Agent observability

AI & LLM Testing

// Definition

Instrumentation and tooling that makes the behaviour of an AI agent debuggable in production. A multi-step agent that fails mid-flow leaves a different kind of evidence than a crashed service: there's a tool-call trace, an LLM reasoning chain, a sequence of page snapshots, a token-and-cost ledger. Agent observability platforms — Laminar, Langfuse, Arize Phoenix, LangSmith, Braintrust — capture this and make it queryable. The distinction from regular APM is the unit of analysis: traditional observability shows you the request that failed, agent observability shows you the decision that was wrong.

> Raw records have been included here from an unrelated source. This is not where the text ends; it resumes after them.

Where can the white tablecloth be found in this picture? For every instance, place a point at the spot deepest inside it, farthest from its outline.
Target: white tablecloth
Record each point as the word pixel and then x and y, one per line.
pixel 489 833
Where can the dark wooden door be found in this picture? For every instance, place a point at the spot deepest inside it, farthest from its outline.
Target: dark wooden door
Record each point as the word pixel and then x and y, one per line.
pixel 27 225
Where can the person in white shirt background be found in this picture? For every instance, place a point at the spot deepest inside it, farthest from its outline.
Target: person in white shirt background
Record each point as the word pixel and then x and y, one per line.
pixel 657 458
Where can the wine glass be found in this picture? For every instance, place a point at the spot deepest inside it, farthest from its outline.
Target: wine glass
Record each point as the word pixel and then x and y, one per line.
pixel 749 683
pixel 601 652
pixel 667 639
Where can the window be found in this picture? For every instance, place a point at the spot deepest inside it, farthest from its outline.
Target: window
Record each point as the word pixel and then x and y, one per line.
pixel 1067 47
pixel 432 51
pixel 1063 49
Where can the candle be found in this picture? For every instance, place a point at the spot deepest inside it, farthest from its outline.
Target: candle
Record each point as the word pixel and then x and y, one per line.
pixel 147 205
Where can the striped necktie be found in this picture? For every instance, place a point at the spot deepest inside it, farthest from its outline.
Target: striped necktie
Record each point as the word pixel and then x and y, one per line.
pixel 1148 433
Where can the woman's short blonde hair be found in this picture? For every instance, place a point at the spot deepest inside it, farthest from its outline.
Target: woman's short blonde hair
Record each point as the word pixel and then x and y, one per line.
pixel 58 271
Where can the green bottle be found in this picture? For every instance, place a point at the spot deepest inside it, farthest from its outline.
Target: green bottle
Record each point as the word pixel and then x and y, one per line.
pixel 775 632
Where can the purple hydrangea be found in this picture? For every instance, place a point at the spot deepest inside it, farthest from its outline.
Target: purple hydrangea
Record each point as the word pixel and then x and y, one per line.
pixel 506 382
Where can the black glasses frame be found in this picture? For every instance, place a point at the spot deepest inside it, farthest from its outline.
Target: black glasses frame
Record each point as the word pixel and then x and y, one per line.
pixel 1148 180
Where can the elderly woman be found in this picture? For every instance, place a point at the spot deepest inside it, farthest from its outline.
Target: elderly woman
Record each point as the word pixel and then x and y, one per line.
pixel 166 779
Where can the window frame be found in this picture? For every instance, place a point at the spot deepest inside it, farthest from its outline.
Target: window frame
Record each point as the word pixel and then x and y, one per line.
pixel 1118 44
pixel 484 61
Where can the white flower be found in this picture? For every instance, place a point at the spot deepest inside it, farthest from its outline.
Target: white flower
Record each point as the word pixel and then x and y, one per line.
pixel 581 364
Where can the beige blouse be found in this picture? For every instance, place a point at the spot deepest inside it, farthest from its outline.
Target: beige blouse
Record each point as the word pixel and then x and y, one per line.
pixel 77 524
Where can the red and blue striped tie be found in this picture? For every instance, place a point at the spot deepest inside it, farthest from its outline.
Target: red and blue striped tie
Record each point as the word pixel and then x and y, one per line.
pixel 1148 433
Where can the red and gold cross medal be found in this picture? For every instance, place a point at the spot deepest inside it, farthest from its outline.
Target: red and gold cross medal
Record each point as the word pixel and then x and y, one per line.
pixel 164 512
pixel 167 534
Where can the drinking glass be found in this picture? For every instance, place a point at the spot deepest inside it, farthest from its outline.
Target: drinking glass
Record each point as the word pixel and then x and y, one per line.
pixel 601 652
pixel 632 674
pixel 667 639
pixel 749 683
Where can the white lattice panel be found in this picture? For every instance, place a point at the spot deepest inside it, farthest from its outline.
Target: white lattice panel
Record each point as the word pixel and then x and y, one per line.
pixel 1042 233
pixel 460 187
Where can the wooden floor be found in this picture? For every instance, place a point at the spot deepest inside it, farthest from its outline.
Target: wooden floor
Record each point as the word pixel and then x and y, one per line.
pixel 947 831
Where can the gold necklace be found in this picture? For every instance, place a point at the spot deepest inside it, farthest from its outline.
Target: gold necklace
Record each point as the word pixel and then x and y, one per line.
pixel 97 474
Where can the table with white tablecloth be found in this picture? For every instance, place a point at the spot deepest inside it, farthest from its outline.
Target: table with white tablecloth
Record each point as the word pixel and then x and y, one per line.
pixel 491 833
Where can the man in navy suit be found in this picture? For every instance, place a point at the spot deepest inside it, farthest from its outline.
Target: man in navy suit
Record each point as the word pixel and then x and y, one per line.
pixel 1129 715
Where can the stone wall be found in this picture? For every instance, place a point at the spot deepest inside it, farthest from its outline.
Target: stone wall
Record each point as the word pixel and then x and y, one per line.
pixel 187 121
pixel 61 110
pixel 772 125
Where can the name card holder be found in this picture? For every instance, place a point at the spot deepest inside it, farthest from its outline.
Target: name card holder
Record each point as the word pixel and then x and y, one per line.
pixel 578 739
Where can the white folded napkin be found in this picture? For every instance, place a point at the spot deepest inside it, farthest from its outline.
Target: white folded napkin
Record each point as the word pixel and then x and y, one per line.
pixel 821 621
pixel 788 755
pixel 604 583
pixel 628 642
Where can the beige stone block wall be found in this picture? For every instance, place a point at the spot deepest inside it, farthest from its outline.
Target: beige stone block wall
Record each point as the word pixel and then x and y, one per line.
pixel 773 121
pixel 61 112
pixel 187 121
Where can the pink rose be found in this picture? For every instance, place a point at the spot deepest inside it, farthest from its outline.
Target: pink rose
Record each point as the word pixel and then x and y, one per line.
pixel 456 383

The hardest signal to capture cleanly is whether a failure was application flakiness or LLM context failure — those look identical in a trace but require different fixes.

// Related terms

Model Context Protocol (MCP)
An open standard introduced by Anthropic in late 2024 that lets AI assistants connect to external tools and data sources through a uniform JSON-RPC interface. An MCP server exposes tools (callable functions), resources (readable data), and prompts (templates) to any MCP-compatible host (Claude Desktop, Claude Code, IDE plugins). Build a server once and any compliant client can use it — the protocol is model-agnostic, which makes integrations portable across AI providers.
Eval harness
Software that runs an LLM-backed system against a dataset of inputs, scores the outputs against criteria (exact match, similarity, LLM-as-judge, custom rubric), and tracks how scores change across model versions, prompts, or code changes. Eval harnesses are to AI features what test runners are to deterministic code: the place CI calls into, the place regressions get caught, the place quality is measured rather than asserted. The 2026 ecosystem has fragmented rather than consolidated — Braintrust is eval-first, Langfuse is prompt-first (acquired by Clickhouse in January), Laminar is built for agent debugging, Arize Phoenix is OpenTelemetry-native. Most teams pick one platform per workflow rather than expecting one tool to cover everything.